By Jack Fisher

"Can the fish see the snow falling?" Clara asked, looking into the half-frozen pond, crouched on her knees; I standing next to her, compacting a snowball in the palms of my gloves, preparing to snowball Ms. Kennedy's cats. Sleek and long with matted whiskers, spitting and hissing, they would slink through Ms. Kennedy's garden and Clara and I, the hunters with our stove-pipe hats bobbing behind us, would run after those felines and bombard them with snowballs until their tan fur was soon caked white. I often went for the greens of their eyes...
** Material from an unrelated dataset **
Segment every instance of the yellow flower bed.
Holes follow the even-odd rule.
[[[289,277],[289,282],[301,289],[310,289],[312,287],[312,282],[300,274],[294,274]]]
Clara would sometimes participate, but showed little or no excitement as I did.

"I'm not sure," I reply, eyeing one of those cats tip-toeing by through the snow-capped bushes. "What do you think?"

"I'm not exactly sure, either," Clara said, standing up and brushing the snow from her knees.

"Shh! There's one!" I tell her. I bend down behind a bush, Clara sighs and bends down beside me. The cat hears the movement our snow suits make rubbing together and stops dead in its tracks, staring in our direction. We were very quiet. I hold my hand up in warning. There is a crystalline silence now and the bitter December winds slice and gnaw at my ears. Clara pokes me in my side. "Stop." I whisper.

The snowball was beginning to break and melt in my hand so I threw its remains, but it misses the cat. It takes off, sluicing on its bottom. Now we stood like lost travelers at the edge of the pond as a silent, one-clouded piece of Heaven drifted by us and unzipped, releasing its innards: Snow. I turn to Clara and ask: "Do you wanna' post a snowball through Mrs. Clemintines' mailbox?"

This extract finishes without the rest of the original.